Dahası; bu durumun hemen hemen herkes tarafından kanıksanması, çok normalmiş gibi seyredilmesi!
İnsanın tüyleri ürperiyor...


Pek çok kişi cam silerken bile aşağıya bakamazken, onlar kullanılmaktan aşınmış, her an bir yerinden ''Çaat!!!'' diye kırılması muhtemel o daracık kalasların üzerinde ellerini kollarını sallayarak, sincap çevikliğiyle çalışıyorlar!
Üstelik hiçbirinde baret ve emniyet kemeri yok!
Evet, bakmaya korkuyor insan ve tüm hücrelerine işleyen yoğun bir acıma duygusuyla doluyor.
Ardından öfke ve isyan geliyor tabii.
Taşeron firmalar neden bu kadar yaygın?
İnsan hayatı neden bu kadar ucuz?

Bu soruların cevabı da aynı. Yine aynı yere geldik, farkında mısınız: Öncelikle Empati ve Vicdan Eksikliği

Nedir işin gerçeği? En başta mecburiyet, kırsaldan kente akan yoğun göç elbette.
Acımasızca işsiz bırakılmak, olabildiğince ilkel koşullarda karın tokluğuna çalışmak zorunda kalmak.

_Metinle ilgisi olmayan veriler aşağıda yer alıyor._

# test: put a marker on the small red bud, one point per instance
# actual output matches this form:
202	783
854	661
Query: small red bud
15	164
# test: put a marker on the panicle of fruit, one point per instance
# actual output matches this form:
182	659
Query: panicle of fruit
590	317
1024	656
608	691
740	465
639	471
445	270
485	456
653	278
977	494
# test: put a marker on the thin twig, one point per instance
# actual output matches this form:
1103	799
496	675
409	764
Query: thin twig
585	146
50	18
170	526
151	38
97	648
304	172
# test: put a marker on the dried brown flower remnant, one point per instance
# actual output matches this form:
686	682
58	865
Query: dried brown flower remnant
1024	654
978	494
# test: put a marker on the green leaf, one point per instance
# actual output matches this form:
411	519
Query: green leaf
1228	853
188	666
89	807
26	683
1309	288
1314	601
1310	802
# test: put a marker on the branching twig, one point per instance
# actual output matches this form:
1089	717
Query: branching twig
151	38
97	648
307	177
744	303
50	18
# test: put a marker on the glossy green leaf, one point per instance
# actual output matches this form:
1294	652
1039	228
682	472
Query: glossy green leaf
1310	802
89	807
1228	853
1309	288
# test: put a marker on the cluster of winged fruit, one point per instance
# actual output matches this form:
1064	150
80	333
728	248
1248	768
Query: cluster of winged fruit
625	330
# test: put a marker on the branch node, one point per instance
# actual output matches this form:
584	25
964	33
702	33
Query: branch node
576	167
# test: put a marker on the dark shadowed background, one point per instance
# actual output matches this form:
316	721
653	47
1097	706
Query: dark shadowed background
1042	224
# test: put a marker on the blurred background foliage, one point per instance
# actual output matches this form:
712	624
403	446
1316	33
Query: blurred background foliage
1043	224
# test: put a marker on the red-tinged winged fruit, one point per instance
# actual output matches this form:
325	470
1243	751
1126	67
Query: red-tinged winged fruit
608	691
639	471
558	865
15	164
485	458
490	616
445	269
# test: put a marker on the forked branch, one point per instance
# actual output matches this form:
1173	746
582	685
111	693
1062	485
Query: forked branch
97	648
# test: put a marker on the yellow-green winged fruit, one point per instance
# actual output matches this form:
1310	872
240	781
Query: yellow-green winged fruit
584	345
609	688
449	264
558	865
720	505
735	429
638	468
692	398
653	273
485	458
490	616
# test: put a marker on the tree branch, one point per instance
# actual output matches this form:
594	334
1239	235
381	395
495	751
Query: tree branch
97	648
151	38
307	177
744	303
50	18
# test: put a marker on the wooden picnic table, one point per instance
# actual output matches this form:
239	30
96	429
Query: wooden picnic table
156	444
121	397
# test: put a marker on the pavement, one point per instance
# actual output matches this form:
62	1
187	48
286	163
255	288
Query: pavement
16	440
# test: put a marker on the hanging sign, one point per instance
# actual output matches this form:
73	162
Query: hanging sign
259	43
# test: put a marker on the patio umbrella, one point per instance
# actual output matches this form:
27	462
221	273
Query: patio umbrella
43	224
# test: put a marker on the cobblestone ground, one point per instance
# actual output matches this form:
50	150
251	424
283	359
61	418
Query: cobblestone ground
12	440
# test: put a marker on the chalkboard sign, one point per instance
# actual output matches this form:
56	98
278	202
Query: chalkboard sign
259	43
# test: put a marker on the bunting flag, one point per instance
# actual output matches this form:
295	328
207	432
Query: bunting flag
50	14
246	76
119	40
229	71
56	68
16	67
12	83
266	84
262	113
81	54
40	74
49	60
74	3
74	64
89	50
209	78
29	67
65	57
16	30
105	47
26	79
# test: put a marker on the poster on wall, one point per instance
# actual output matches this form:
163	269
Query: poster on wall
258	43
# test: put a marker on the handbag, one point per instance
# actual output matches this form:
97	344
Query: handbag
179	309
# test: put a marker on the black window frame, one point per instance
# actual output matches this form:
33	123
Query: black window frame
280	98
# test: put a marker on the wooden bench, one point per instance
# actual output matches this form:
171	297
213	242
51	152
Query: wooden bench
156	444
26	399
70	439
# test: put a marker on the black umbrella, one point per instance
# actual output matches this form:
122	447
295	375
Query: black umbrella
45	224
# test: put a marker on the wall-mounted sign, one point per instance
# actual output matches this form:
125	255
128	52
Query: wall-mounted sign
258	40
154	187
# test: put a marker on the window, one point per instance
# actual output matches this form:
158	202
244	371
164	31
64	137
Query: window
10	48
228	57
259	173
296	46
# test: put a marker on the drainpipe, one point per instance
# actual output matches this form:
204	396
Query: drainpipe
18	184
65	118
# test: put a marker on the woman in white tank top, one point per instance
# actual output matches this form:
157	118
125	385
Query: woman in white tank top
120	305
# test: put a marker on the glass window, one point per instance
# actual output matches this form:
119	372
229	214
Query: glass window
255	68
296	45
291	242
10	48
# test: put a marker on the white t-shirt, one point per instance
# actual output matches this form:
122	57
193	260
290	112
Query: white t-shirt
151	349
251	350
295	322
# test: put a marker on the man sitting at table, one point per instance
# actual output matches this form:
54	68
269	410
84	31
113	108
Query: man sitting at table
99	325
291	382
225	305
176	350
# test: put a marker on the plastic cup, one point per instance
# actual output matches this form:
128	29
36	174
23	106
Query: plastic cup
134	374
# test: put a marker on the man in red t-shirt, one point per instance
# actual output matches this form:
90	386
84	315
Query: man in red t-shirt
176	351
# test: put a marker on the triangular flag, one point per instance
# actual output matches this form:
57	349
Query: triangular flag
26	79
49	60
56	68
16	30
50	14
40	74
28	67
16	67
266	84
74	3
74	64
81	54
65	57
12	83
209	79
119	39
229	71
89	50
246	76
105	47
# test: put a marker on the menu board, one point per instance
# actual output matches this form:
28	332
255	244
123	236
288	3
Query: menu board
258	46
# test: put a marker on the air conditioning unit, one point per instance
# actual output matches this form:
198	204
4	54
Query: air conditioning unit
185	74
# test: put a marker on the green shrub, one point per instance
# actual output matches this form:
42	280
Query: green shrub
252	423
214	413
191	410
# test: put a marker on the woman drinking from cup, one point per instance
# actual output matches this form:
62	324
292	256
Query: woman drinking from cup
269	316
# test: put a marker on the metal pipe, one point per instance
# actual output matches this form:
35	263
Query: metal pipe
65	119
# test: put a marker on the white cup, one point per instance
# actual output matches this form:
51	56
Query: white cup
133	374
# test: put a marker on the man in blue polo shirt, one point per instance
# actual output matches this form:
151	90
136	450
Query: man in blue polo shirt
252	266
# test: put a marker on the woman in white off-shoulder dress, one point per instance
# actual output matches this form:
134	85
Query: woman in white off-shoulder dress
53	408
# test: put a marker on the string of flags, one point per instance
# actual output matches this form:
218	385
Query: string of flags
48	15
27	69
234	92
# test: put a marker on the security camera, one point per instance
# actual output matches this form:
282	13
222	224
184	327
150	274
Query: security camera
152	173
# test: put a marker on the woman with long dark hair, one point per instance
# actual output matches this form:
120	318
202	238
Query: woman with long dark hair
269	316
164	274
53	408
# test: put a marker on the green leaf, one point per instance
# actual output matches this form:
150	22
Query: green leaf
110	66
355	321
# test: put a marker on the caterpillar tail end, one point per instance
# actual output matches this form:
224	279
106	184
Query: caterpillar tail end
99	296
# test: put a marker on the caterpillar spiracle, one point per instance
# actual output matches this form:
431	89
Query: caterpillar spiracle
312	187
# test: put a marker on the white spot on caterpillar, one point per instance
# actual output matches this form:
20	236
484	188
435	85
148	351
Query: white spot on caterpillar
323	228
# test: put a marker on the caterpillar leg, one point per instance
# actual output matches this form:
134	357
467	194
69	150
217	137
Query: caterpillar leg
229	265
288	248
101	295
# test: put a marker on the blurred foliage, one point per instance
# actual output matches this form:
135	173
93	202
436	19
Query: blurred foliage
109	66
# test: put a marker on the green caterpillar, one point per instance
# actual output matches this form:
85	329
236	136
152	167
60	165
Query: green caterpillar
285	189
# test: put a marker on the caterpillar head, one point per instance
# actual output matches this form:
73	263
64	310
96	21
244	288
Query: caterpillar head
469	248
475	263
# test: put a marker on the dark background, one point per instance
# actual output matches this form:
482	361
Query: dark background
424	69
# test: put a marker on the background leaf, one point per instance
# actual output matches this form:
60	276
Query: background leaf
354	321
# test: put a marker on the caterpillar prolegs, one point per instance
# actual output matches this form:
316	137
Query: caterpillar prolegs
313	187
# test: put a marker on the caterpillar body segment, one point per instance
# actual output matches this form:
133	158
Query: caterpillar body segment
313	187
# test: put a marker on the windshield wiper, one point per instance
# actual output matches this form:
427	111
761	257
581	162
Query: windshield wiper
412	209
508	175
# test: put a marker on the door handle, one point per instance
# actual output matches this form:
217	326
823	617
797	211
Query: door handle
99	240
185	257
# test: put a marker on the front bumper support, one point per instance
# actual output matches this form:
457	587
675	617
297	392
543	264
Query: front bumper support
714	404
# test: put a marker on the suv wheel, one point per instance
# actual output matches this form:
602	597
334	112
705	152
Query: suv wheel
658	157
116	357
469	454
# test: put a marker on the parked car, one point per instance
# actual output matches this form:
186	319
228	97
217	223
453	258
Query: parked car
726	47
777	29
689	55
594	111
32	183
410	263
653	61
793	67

Vasıfsız ve eğitimsiz iş gücünün büyüklüğü, yüksek işsizlik oranı her zamanki gibi fırsatçılar doğuruyor. Bu türden üretim ve hizmetler sırf maliyeti düşürmek amacıyla, sendikasız ve örgütsüz iş gücü çalıştırmaya gayret gösteren alt işverenlere, taşeron firmalara veriliyor.

Bu ülkenin en çok kanayan yarasıdır inşaat işçiliği. Kaçak çalıştırılma, aynı zamanda fazla mesai ödenmemesi ve sosyal güvenceden kaçırılma rekoru da onlarda...
Kanunların ve denetimlerin yetersizliğiyle gelen mağduriyetlerini kendileri de gayet iyi biliyorlar; ama yine de mecburlar işte!

Aşağıdaki rakamların ciddiyetine bakar mısınız lütfen:

• İstanbul İşçi Sağlığı ve İş Güvenliği Meclisi, 2012 yılında en az 878 işçinin hayatını kaybettiğini açıkladı. Raporda "iş kazası değil, cinayet" denildi. İş cinayetlerinin sorumlusu örgütsüzlüğü ve taşeronlaşmayı dayatan sermaye olduğu vurgulandı.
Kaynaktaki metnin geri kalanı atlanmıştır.